تُـعْـرَضُ الْـفِـتَـنُ عَلَـى الْـقُـلُـوْبِ كَالْـحَصِيْـرِ عُـوْدًا عُوْدًا ، فَـأَيُّ قَـلْبٍ أُشْرِبَـهَا نُـكِتَ فِـيْـهِ نُـكْـتَـةٌ سَوْدَاءُ ، وَأَيُّ قَـلْبٍ أَنْـكَـرَهَا نُـكِتَ فِـيْـهِ نُـكْتَـةٌ بَيْضَاءُ ، حَتَّىٰ تَصِيْـرَ عَلَـىٰ قَـلْبَيْـنِ : عَلَـىٰ أَبْـيَـضَ مِثْـلِ الصَّفَا ، فَـلَا تَـضُرُّهُ فِـتْـنَـةٌ مَـا دَامَتِ السَّمٰـوَاتُ وَالْأَرْضُ ، وَالْآخَرُ أَسْوَدُ مُـرْبَادًّا ، كَالْكُوْزِ مُـجَخِّـيًا : لَا يَعْرِفُ مَعْرُوْفًـا وَلَا يُـنْـكِرُ مُنْكَـرًا ، إِلَّا مَا أُشْرِبَ مِنْ هَوَاهُ.

“Fitnah-fitnah menempel dalam lubuk hati manusia sedikit demi sedikit bagaikan tenunan sehelai tikar. Hati yang menerimanya, niscaya timbul bercak (noktah) hitam; sedangkan hati yang mengingkarinya (menolak fitnah tersebut), niscaya akan tetap putih (cemerlang).
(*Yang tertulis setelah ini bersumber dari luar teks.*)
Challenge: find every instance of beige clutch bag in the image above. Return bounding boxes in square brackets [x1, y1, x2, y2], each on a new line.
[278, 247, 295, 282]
Sehingga hati menjadi dua: yaitu hati yang putih seperti batu yang halus lagi licin, tidak ada fitnah yang membahayakannya selama langit dan bumi masih ada. Adapun hati yang terkena bercak (noktah) hitam, maka (sedikit demi sedikit) akan menjadi hitam legam bagaikan belanga yang tertelungkup (terbalik), tidak lagi mengenal yang ma’ruf (kebaikan) dan tidak mengingkari kemungkaran, kecuali ia mengikuti apa yang dicintai oleh hawa nafsunya.” (HR. Muslim no. 144; Ahmad, 5: 405; sahih)

Nabi ﷺ mengibaratkan hati yang terkena fitnah seperti bejana. Ada yang tetap putih bersih karena selalu menolak fitnah, dan ada pula yang hitam terbalik, tak lagi bisa menerima kebaikan, hanya menuruti apa yang sesuai hawa nafsu. Inilah akibat dari terus-menerus mengikuti syahwat tanpa usaha untuk melawan.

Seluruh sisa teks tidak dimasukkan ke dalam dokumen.